I started ticking differently after taking on the Corelan Advanced Win32 Exploit Development training last month at BruCON 0x0B. I am very delighted and excited about that, and looking forward to putting the new experience to more practical use.
A NULL-pointer dereference
According to Wikipedia¹:
The program can potentially dereference a null pointer, thereby raising a NullPointerException. Null pointer errors are usually the result of one or more programmer assumptions being violated. Most null pointer issues result in general software reliability problems, but if an attacker can intentionally trigger a null pointer dereference, the attacker might be able to use the resulting exception to bypass security logic or to cause the application to reveal debugging information that will be valuable in planning subsequent attacks.
A null-pointer dereference takes place when a pointer with a value of NULL is used as though it pointed to a valid memory area.
Null-pointer dereferences, while common, can generally be found and corrected in a simple way. They will always result in the crash of the process, unless exception handling (on some platforms) is invoked, and even then, little can be done to salvage the process.
A vulnerable code
The following code was taken from an application that I am currently inspecting. The name of the application and references to the code will not be released for the time being. The code is very common in applications that want to enumerate available USB interfaces each time they change, due to a new USB device being plugged-in or unplugged.
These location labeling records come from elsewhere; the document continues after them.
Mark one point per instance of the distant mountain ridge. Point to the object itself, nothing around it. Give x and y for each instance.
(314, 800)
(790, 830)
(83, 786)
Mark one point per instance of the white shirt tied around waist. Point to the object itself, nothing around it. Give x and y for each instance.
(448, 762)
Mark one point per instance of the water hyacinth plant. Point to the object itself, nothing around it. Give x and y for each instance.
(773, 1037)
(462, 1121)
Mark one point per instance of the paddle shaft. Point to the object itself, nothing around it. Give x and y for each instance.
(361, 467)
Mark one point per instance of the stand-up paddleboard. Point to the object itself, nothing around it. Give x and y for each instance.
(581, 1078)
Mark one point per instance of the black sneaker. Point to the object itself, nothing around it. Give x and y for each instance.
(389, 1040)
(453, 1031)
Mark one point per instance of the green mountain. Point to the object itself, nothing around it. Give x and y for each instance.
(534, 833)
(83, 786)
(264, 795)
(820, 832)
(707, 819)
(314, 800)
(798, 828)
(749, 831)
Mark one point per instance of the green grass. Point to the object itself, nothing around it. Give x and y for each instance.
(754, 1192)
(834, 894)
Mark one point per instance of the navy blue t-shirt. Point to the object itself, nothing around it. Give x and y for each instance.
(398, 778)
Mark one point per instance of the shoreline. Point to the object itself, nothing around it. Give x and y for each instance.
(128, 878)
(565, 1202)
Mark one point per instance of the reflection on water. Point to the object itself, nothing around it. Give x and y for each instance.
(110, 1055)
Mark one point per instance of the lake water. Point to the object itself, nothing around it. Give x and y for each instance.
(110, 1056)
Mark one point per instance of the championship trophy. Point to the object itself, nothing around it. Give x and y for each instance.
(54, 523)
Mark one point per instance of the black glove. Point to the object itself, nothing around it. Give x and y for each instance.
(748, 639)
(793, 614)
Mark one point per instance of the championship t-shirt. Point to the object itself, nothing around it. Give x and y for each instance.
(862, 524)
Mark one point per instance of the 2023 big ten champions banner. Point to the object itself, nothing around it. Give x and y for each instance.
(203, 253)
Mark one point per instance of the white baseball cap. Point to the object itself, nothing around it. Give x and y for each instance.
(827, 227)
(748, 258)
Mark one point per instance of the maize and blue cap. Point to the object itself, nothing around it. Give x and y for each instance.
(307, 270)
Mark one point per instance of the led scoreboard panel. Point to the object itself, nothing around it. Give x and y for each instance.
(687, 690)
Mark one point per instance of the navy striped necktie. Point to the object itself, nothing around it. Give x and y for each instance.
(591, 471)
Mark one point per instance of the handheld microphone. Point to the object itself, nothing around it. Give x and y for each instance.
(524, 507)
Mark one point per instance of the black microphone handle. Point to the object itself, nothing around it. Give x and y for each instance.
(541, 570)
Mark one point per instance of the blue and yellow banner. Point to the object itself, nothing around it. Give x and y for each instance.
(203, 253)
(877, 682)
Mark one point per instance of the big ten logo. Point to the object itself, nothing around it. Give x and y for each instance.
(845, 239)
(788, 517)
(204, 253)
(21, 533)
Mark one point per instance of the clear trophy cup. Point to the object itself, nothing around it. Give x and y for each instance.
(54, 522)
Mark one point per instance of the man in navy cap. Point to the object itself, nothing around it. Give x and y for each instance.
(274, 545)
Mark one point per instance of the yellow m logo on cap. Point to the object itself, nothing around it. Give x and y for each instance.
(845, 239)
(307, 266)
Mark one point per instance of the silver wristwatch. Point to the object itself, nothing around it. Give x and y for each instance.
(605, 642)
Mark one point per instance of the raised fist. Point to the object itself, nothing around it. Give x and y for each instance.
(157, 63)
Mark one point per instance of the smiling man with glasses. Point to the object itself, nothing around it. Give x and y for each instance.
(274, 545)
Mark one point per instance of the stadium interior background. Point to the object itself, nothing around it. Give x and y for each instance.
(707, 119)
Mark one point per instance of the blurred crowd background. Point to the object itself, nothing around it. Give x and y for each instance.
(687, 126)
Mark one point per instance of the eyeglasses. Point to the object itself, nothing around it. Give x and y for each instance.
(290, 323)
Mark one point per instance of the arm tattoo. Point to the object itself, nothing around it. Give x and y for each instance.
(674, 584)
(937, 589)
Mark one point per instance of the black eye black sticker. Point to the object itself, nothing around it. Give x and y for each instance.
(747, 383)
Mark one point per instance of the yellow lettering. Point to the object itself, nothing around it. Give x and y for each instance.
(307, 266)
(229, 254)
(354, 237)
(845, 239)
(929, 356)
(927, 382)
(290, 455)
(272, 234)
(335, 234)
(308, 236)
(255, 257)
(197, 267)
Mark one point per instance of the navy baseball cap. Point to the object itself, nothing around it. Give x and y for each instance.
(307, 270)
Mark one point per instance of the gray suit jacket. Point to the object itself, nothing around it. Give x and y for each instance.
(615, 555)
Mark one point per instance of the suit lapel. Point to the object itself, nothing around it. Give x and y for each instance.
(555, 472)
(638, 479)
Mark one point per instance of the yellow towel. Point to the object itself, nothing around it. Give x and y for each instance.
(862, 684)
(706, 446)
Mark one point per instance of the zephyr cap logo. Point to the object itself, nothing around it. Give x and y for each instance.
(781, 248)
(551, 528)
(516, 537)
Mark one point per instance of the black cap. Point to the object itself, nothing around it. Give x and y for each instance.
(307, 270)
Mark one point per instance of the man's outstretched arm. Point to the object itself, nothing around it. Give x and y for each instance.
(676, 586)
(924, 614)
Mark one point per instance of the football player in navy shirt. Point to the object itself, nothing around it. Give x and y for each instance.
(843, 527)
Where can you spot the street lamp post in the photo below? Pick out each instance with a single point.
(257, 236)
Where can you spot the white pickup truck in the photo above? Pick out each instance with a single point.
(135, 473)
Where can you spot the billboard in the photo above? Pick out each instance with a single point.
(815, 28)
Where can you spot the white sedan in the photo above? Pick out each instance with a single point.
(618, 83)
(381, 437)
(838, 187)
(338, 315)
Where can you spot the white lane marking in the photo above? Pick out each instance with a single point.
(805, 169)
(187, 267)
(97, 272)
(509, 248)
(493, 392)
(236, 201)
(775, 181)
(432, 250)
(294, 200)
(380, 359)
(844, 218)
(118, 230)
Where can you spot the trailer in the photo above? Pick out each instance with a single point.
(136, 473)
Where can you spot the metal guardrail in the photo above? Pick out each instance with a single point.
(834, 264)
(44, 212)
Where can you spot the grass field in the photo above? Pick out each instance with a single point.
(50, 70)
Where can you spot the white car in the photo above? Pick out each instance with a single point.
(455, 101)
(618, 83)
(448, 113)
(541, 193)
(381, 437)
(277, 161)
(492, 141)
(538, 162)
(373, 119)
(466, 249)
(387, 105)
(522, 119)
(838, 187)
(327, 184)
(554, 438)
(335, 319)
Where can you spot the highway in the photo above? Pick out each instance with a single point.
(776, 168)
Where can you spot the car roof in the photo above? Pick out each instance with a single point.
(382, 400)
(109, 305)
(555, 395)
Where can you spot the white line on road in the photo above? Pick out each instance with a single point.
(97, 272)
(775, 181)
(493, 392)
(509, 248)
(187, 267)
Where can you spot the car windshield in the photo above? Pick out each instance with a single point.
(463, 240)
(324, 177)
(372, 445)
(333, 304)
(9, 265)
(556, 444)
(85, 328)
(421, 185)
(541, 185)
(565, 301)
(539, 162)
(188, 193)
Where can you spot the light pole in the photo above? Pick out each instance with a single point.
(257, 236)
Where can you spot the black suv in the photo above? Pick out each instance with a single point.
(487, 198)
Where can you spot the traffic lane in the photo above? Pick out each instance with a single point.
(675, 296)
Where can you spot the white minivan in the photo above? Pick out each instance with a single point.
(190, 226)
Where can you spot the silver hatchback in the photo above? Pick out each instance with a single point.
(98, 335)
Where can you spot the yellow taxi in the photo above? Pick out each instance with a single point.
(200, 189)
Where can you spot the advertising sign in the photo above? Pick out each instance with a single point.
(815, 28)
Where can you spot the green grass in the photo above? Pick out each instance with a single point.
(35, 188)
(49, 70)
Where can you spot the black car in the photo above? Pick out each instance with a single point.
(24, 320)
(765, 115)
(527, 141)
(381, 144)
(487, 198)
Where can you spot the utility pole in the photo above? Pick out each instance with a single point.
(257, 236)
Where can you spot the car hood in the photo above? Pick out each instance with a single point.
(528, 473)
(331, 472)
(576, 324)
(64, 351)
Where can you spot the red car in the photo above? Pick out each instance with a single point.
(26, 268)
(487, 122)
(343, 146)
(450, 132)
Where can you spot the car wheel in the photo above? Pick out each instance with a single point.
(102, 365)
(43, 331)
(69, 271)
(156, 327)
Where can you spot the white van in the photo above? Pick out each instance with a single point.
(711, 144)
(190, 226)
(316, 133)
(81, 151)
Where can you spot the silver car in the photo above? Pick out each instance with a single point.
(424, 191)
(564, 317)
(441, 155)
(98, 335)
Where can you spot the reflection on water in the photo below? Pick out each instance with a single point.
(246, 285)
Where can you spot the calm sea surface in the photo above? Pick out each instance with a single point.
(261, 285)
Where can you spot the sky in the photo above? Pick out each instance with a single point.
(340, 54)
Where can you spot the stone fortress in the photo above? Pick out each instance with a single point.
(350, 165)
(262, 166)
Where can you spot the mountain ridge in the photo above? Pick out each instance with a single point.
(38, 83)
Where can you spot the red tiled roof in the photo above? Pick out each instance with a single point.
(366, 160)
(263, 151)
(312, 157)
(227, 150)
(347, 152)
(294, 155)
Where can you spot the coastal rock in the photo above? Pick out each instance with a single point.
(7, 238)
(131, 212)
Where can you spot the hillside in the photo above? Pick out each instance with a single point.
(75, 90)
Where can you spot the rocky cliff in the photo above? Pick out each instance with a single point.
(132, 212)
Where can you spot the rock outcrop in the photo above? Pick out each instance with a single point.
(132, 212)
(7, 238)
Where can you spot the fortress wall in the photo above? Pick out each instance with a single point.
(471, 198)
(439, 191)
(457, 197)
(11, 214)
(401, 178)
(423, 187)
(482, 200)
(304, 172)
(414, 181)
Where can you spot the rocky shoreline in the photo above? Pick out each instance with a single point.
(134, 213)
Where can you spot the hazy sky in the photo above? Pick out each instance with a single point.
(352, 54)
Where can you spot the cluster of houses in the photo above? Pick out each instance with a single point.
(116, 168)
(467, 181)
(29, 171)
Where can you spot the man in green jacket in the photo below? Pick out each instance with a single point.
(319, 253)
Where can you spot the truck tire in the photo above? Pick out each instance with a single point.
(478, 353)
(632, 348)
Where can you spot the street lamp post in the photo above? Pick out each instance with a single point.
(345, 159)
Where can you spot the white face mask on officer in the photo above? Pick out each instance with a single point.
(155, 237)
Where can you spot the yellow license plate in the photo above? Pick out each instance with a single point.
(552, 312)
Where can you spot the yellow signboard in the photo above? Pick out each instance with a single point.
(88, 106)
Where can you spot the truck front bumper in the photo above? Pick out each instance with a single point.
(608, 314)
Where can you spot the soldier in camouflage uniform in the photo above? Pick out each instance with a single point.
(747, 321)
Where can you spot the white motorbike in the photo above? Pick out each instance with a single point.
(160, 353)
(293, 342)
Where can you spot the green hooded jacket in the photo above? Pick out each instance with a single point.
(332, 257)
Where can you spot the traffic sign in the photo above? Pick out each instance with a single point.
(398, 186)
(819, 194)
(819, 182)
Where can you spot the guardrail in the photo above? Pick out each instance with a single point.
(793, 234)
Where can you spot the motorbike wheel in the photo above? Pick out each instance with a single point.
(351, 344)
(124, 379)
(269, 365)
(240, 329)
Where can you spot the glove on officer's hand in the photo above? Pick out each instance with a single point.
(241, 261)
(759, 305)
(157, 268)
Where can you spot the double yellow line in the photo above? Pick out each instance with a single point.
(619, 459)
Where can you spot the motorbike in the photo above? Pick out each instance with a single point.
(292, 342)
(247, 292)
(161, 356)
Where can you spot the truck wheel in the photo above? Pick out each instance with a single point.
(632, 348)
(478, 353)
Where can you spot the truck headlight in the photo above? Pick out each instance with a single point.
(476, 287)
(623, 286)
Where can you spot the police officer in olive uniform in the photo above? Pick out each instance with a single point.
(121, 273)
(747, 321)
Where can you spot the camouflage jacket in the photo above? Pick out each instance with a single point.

dev_detail_data = (SP_DEVICE_INTERFACE_DETAIL_DATA_A*) malloc(required_size); dev_detail_data->cbSize = sizeof(SP_DEVICE_INTERFACE_DETAIL_DATA_A);
Do you see it, my lovely little NULL-pointer dereference <3 ?
On line #1, memory of size required_size is being allocated and on a successful allocation, a pointer to the allocated memory chunk of type SP_DEVICE_INTERFACE_DETAIL_DATA_A is returned and stored in dev_detail_data.
On line #2, the size of the datatype SP_DEVICE_INTERFACE_DETAIL_DATA_A is calculated and stored at the corresponding address, that is referenced by the pointer we got from line #1.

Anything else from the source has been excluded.